Sementara itu, di tempat terpisah, anggota Panja DPR-RI untuk Proyek Sarana Olahraga di Hambalang, Utut Adianto, menjelaskan Panja Hambalang akan memulai kerja-kerjanya pada awal Maret 2012 mendatang. Namun, sayangnya, Utut enggan menjelaskan langkah-langkah yang ditempuh Panja ke depan dalam menyelesaikan pengungkapan dugaan kasus penyimpangan keuangan negara dalam proyek Hambalang.

"Panja akan mulai kerja awal Maret. Ketua Panja adalah Ketua Komisi X, Prof Mahyudin. Silakan hubungi dia. Terima kasih," demikian pesan singkat Utut kepada gresnews.com.

Ketika gresnews.com hendak meminta konfirmasi kepada Ketua Komisi X DPR-RI, Mahyudin, yang juga Ketua Panja Hambalang melalui telepon selulernya secara berulangkali, kader Partai Demokrat itu tetap tidak mengangkat teleponnya. Bahkan, pertanyaan yang diajukan gresnews.com melalui pesan singkat juga tidak dijawab oleh Mahyudin.

Kini, sengkarut permainan di proyek Hambalang sedikit demi sedikit mulai terurai. Setelah pengakuan Mahyudin di muka persidangan, KPK berniat untuk memeriksa Andi Mallarangeng dan pihak-pihak lain yang diduga terlibat. Johan Budi menyebut, pengakuan Mahyudin sangat membantu penyelidikan KPK.
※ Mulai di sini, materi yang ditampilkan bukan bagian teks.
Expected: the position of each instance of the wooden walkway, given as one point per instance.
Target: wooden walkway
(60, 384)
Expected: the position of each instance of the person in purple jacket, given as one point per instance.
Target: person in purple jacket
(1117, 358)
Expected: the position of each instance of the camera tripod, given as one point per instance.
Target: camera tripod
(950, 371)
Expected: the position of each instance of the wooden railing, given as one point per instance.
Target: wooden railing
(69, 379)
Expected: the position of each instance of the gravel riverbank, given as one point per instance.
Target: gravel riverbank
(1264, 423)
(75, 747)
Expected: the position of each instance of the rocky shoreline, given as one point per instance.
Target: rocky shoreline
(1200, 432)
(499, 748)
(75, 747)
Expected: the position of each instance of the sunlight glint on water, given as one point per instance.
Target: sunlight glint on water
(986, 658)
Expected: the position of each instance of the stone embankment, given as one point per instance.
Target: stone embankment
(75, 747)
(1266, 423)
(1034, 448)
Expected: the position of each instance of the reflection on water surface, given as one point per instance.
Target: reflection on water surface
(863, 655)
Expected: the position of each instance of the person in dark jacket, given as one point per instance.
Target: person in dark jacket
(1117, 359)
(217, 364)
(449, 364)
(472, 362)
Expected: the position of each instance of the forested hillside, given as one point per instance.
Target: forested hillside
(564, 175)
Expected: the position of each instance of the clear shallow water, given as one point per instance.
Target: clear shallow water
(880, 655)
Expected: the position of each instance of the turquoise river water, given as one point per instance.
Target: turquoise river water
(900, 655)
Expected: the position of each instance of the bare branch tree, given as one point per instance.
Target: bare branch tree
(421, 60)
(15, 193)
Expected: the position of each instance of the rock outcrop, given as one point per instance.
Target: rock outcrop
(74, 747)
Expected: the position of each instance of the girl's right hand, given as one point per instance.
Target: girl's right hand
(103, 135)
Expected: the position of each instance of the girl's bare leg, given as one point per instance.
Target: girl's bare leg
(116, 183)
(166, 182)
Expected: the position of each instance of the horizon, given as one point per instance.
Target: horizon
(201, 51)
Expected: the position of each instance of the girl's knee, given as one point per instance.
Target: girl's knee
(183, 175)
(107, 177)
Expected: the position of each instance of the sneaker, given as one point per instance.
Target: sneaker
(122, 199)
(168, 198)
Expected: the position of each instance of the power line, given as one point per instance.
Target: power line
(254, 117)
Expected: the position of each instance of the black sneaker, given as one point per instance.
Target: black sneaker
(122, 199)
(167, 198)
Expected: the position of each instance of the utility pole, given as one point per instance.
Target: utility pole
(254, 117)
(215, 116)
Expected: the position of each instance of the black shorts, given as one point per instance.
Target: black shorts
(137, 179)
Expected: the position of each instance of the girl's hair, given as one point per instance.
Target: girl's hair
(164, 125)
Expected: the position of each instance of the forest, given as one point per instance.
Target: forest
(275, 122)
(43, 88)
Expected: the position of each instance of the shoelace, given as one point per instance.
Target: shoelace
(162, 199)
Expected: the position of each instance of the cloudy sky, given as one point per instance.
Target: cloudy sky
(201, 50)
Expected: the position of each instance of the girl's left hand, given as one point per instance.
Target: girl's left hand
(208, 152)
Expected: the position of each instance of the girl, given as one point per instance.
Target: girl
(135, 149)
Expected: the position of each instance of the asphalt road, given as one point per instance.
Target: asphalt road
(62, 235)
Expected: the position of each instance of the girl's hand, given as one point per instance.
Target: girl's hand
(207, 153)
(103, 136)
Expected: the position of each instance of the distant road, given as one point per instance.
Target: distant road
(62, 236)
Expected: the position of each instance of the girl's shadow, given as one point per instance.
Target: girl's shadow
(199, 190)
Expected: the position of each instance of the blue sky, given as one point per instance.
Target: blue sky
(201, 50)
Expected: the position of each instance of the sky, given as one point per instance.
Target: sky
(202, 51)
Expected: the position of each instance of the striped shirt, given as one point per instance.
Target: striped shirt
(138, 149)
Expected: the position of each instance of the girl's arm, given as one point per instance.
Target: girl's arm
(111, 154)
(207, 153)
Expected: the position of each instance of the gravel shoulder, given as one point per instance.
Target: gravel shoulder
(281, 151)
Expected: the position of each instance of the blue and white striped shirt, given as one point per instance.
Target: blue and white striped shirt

Publik bisa terus mengawasi proses hukum kasus Hambalang. Jangan sampai akhir ceritanya seperti kisah Bugsy Siegel. Meyer Lansky sang bos dan Charlie Luciano tidak pernah tersentuh hukum berkat lindungan penguasa atas upetinya kepada pemerintahan. Sementara, nasib Virginia Hill, sang akuntan, tak berbeda jauh dengan sang bos sekaligus kekasihnya, Bugsy: dihabisi koleganya sendiri.